Putin is stuck between the political need to deliver a new victory to the hyper-agitated “patriotic” camp, which continues to spin the vicious propaganda campaign, and the economic imperative to prevent an implosion similar to the one that determined the collapse of the Soviet Union not quite 25 years ago. He would have probably opted for a wise strategy of doing nothing, but every attempt to assess the year’s gains and losses since he made a determined effort to prevail over the Ukrainian EuroMaidan brings a disappointingly negative outcome (Slon.ru, November 21). The spike of enthusiasm over the spectacular annexation of Crimea cannot be sustained, whereas the irritation over the deteriorating quality of life, exemplified by the fetid smog that has covered Moscow in the last couple of weeks, is set to grow (Gazeta.ru, November 21). Putin needs to shift public attention toward exaggerated security threats, but Moscow’s officially stated demand for rock-solid guarantees of Ukraine’s non-accession to NATO is not going to receive even a politely ambivalent response (Vedomosti, November 20).

The greatest setback in Putin’s proactive maneuvering amid the Ukraine crisis is probably the profound alienation from Europe, which—against his expectations—has not succumbed to the usual bitter quarrels but mostly found determination to stand united against his blatant blackmail. Germany has provided mature leadership in forging this common front, and Chancellor Angela Merkel wasted more hours in fruitless conversations with Putin than all her other peers put together. However, the long face-to-face meeting with the Russian president at the G20 Brisbane summit apparently exhausted her patience (Novaya Gazeta, November 18). German Foreign Minister Frank-Walter Steinmeier traveled to Moscow last week and had a late-evening meeting with Putin, but the only result was the cancellation of the traditional dialogue meeting of the St. Petersburg forum (Gazeta.ru, November 22). This firm rejection has probably hurt Putin more than the sharp affront from Lithuania’s President Dalia Grybauskaite, who called Russia a “terrorist state” (Moskovsky Komsomolets, November 21).

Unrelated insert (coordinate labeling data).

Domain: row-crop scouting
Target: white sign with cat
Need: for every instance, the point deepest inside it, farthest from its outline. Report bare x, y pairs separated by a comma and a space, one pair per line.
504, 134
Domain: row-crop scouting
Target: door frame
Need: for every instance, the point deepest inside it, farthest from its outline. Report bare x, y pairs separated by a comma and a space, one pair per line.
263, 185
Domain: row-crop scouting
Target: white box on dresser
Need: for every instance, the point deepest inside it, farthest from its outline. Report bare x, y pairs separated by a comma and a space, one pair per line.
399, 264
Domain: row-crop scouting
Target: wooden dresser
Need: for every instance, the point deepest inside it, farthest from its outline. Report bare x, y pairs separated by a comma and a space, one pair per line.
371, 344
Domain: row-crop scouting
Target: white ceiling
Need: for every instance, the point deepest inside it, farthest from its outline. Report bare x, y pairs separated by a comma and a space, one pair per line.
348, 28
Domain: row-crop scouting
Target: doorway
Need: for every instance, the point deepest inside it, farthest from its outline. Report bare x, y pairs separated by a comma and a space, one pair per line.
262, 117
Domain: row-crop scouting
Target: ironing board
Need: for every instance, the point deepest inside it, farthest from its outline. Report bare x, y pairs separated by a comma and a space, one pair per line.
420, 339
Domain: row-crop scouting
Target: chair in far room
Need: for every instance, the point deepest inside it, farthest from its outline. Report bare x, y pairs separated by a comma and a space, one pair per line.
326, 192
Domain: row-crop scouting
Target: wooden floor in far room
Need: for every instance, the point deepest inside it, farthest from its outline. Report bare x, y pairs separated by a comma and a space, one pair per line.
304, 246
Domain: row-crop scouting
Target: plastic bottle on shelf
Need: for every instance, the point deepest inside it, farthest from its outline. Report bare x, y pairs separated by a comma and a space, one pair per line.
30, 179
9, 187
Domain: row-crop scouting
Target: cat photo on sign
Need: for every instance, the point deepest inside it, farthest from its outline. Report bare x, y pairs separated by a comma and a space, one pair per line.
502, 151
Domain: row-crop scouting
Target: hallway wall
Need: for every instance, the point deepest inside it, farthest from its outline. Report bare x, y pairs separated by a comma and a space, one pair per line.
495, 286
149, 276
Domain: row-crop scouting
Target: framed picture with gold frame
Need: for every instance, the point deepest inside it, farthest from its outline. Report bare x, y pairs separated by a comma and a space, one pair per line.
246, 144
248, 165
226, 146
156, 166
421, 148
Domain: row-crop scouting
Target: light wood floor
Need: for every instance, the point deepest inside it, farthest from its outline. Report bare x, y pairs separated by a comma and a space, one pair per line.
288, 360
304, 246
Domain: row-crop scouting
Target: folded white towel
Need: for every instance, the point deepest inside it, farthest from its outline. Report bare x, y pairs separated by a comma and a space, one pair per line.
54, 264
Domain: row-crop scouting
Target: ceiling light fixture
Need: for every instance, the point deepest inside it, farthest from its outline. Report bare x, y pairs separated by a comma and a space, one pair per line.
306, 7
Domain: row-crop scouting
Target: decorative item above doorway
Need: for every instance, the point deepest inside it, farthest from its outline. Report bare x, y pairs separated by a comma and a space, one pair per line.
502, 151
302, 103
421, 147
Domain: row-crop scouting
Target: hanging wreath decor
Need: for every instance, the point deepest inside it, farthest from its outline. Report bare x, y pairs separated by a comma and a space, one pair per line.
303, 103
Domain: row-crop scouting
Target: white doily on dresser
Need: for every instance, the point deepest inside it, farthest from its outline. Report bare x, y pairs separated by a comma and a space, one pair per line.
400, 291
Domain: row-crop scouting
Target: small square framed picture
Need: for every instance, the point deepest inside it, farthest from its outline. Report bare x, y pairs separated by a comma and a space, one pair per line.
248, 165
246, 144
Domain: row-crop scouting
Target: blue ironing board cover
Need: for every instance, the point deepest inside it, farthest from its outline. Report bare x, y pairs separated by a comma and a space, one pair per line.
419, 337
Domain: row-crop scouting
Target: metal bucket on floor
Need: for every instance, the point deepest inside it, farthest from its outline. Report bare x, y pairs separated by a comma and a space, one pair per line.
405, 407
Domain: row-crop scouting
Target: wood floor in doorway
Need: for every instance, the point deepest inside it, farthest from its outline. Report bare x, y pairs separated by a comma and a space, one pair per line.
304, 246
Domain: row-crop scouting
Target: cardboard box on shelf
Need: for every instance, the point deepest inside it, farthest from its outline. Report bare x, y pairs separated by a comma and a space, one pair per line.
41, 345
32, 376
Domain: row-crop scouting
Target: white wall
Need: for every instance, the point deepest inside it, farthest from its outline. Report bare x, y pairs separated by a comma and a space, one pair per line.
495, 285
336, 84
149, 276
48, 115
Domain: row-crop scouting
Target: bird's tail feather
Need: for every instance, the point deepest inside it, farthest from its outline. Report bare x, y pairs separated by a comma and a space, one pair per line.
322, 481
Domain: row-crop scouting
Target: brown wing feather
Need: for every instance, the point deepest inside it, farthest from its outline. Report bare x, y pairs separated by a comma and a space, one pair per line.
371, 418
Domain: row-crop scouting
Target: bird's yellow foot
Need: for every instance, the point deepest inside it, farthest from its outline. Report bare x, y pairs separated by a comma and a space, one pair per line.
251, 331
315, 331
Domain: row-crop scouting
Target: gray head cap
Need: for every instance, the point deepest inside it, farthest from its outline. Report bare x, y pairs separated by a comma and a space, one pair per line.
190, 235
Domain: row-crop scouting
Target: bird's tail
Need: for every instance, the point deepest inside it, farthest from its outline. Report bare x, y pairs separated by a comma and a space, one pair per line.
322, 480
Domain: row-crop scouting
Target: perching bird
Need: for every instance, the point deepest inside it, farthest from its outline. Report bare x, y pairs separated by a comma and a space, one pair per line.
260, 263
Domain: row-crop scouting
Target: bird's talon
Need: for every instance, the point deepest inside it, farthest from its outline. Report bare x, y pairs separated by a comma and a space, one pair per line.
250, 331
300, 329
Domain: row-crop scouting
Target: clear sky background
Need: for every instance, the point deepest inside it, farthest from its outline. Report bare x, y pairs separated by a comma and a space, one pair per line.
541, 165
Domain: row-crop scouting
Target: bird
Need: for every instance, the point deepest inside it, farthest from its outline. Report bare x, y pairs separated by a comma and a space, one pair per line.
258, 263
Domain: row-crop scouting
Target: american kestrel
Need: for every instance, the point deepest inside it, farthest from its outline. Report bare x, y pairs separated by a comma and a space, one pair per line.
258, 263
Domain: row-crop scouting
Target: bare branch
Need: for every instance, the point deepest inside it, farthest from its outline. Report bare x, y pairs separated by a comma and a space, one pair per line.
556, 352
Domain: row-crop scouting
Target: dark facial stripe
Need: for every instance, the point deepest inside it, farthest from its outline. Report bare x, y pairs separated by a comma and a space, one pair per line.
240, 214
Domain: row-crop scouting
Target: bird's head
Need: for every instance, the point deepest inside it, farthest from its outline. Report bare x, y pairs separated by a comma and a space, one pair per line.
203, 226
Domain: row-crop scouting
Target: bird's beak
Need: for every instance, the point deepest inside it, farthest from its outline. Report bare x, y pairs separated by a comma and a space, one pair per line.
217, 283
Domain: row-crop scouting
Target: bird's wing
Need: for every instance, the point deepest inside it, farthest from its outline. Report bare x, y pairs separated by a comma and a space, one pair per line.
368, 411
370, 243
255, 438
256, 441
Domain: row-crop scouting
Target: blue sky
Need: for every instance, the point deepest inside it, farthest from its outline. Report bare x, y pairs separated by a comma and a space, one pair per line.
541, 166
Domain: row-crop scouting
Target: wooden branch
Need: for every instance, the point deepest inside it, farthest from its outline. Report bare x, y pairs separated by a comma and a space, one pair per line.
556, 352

Both Russia and Ukraine have travelled far during the year since the EuroMaidan exploded, and if the latter is united as never before around the effort to assert its European identity, the former is sleep-walking to yet another state failure, intoxicated by the fumes of its jingoist policies. Putin seeks to achieve new stability in the midst of the “hybrid war” of his own making, but his seemingly solid domestic support is just a thin crust on shifting social sands eroded by economic misfortunes. He tries to deter the hostile West from exploiting this weakness by using military and even nuclear brinksmanship, but this requires steely precision—and he is constantly irked by the lack of respect to his petulant persona. He cannot slow Russia’s sinking into recession, so he has to stop Ukraine’s recovery from the near disastrous encounter with the specter called “Novorossiya.” Every day in the current pause brings him new setbacks and insults, and every Rubicon he has crossed granted him a moment of triumph before delivering Russia deeper into the hole of a losing confrontation. He is now set to savor another bold move but may be worried that it could be his last one.